A storage strategy with the goal of saving everything all the time and forever is prohibitively expensive to execute, and probably unnecessary. An efficient and effective data protection strategy is based on a realistic understanding of what the enterprise can afford to lose.
Assessing tolerance for loss is critical to understanding the business value of data stored on primary storage tiers as well as longer term storage for archiving. Info-Tech sees increasing convergence between the management of backup and archiving; however, the two are not the same.
- Backup is the creation of a secondary copy of primary online and nearline data so that the data can be restored in the event of loss.
- Archiving is the creation of a primary copy of secondary data that needs to be kept for a period of time for historical, regulatory, or business continuity (such as charter documents, licenses, etc.) reasons.
Note that an archive, as the primary copy of archival data, will likely require its own secondary copy. In other words, the archive will require backup.
Loss Tolerance and Backup
Info-Tech recommends that all investigation of backup solutions be preceded by a careful assessment of the business value of what is being backed up, as well as the establishment of Recovery Time Objectives (RTO) and Recovery Point Objectives (RPO). For more information, refer to the McLean Report research note, “Backup Strategy: Start with a Business Needs Assessment.”
A starting point for assessing the short and long-term business value of any data is to ask: What would happen if we were to lose this data? This question can be broken down further into permanent and temporary scenarios:
- What would be the cost of losing this data permanently?
- If we temporarily lose access to this data, how long can we tolerate its absence?
For primary storage, the question of loss tolerance figures prominently in business continuity and disaster recovery. A day's work in a personal folder, for example, might be an acceptable loss. Tolerance for loss of key transactional data that enables a core business process will be very low.
RTO relates to how long a temporary loss of data can be tolerated. RPO comes out of the assessment of what permanent data loss can be tolerated. If data is copied via point in time snapshot twice daily, for example, it has a maximum restore point of 12 hours previous to the data loss.
For some high value transactional data, this may not be sufficient. A more fine-grained copying method such as continuous data protection (CDP) allows for a much tighter restore point and less potential data loss. The decision to invest in CDP solutions for a given data set is therefore based on a low tolerance for loss.

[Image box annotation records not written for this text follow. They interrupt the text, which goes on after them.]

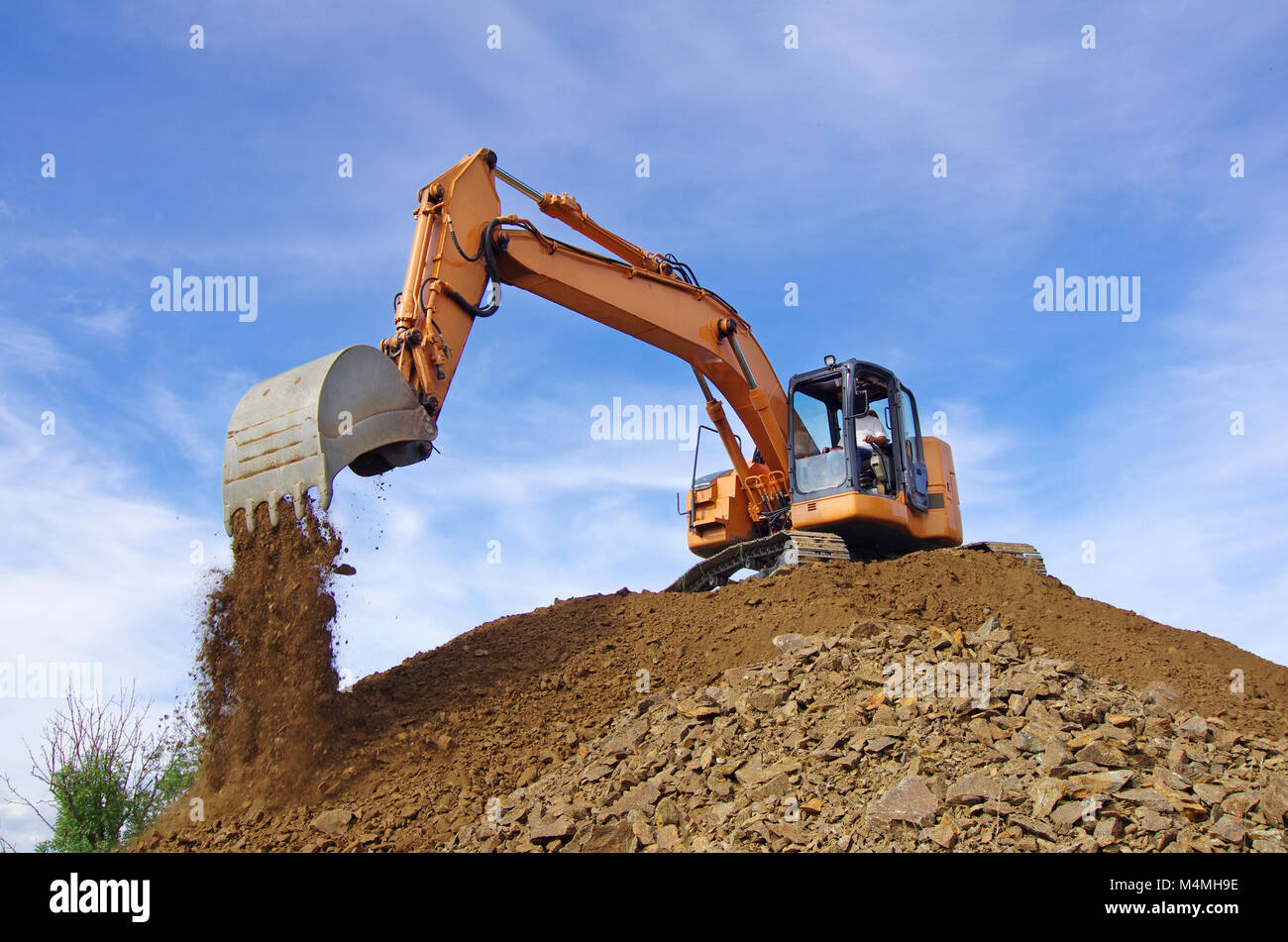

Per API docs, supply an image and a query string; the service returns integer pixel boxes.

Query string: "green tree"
[4,687,197,853]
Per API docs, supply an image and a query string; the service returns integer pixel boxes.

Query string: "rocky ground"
[139,550,1288,852]
[448,618,1288,852]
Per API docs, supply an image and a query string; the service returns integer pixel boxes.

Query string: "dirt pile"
[141,550,1288,851]
[193,502,342,810]
[448,616,1288,852]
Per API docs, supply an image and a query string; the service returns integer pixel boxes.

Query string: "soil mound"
[141,545,1288,851]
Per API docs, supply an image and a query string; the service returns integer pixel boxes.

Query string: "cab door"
[894,383,930,511]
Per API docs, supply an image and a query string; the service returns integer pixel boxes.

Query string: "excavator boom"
[224,148,790,533]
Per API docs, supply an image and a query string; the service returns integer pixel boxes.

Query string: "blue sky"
[0,3,1288,846]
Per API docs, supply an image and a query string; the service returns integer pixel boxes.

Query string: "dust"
[193,500,342,805]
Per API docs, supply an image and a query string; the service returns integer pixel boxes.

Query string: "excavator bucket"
[224,345,438,535]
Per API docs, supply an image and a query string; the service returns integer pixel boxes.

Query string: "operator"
[854,409,890,448]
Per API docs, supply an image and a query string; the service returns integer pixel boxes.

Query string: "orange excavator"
[224,148,1042,590]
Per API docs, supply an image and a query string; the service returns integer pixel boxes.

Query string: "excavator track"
[966,543,1046,576]
[666,530,1046,592]
[666,530,850,592]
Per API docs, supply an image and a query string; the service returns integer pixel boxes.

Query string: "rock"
[747,687,787,713]
[581,821,636,853]
[1068,769,1132,797]
[1154,780,1207,821]
[653,795,680,827]
[1012,723,1061,753]
[1221,791,1258,817]
[1038,740,1073,775]
[1116,788,1172,810]
[1091,817,1124,847]
[944,773,1002,804]
[1009,814,1056,840]
[609,782,674,817]
[867,775,939,827]
[528,820,577,844]
[1261,776,1288,827]
[1176,713,1208,743]
[1193,783,1227,804]
[1074,740,1127,769]
[1137,808,1172,834]
[1029,779,1068,821]
[1050,799,1099,834]
[1207,814,1246,844]
[309,808,353,835]
[772,632,805,654]
[924,814,960,851]
[657,825,682,851]
[1143,680,1190,709]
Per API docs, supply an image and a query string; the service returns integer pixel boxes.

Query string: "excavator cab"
[789,361,928,511]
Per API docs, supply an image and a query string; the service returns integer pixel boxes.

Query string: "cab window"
[793,375,849,494]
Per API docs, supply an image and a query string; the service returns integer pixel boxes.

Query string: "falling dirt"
[139,540,1288,851]
[193,500,342,808]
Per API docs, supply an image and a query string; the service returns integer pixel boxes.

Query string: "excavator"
[223,148,1044,590]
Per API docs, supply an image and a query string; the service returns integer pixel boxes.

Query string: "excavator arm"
[224,148,790,533]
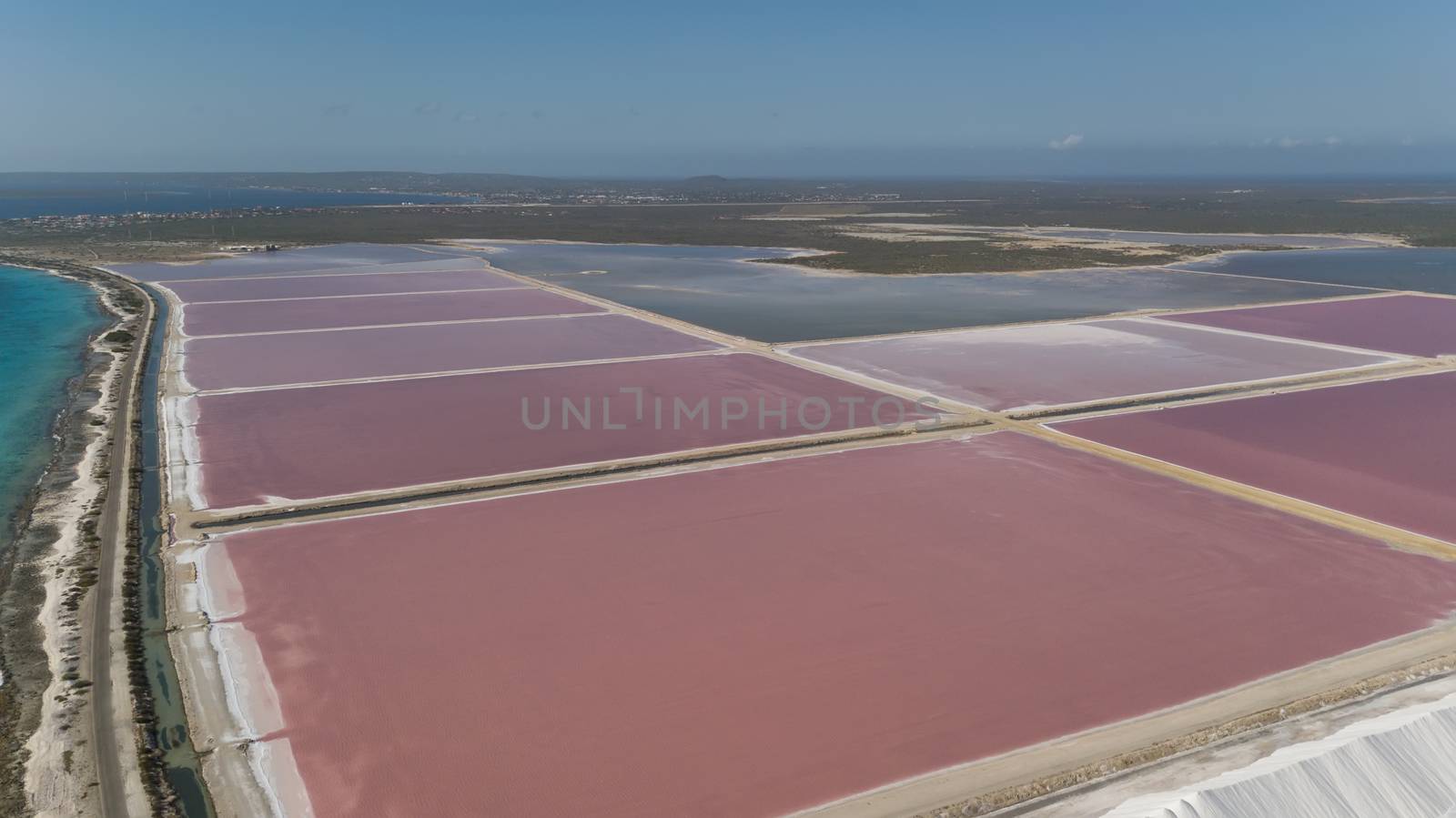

Loss Tolerance and Archiving
Archived data is stored safely for a reason. In recent years, with increased regulation and new rules for civil procedure, those reasons have multiplied. With that multiplication has come demands for ever more storage capacity. For more information, refer to the McLean Report research notes, “E-Discovery: What It Is and How It Affects IT” and “Use International Standards as a First Step Towards Records Management.”
An archive has been likened to a corporate memory bank. However here, as with backup, a key question is not what needs to be remembered but what the enterprise can afford to forget. Defining an instance of data or a document as a necessary record again poses the question, what is the potential cost of losing this?
In some cases – such as inappropriate personal files being stored on corporate assets – there may be little cost in “forgetting” but a large potential liability in “remembering.”
As with backup there is also a question of time sensitivity. With backup the question of time centers around how long can we do without? With archiving, the question is how long can we tolerate keeping this record? When an expiry date is reached on a specific piece of archived data (say five to seven years) how do we go about losing it?
Key Takeaways
- Knowing what needs to be saved includes knowing what can be lost. Assessing the business value of data involves asking the “what if” question about loss. Backup systems, for example, assume that there will be loss in certain instances. Investment level in data protection should be driven by loss tolerance – i.e. higher availability and recoverability for lower tolerance for loss.
- The business has to be involved. Data protection planning has to involve the business because the data owners know best what can be lost. For the long-term memory of a corporate archive, the senior level and legal counsel has to be involved. In many cases, the question is avoided with the admonition to just keep everything. Senior decision makers need to understand the cost and potential liabilities of doing so.
- Disk is cheap but storage (can be) expensive. “Just keeping everything all the time and forever” can be seen as an easier alternative because disk is cheap and getting cheaper. However, ensuring enterprise-level availability and recoverability of primary data storage and security and recoverability of archival records has significant software and labor costs. Controlling these costs requires careful consideration of what needs to be stored and for how long.
Bottom Line
Data protection strategy typically focuses on saving data from corruption, physical damage to media, and accidental or inappropriate deletion. Data protection strategy is really about figuring out what the enterprise can afford to lose. Knowing what loss can be tolerated is key to assessing the business value of data in primary storage and secondary archive.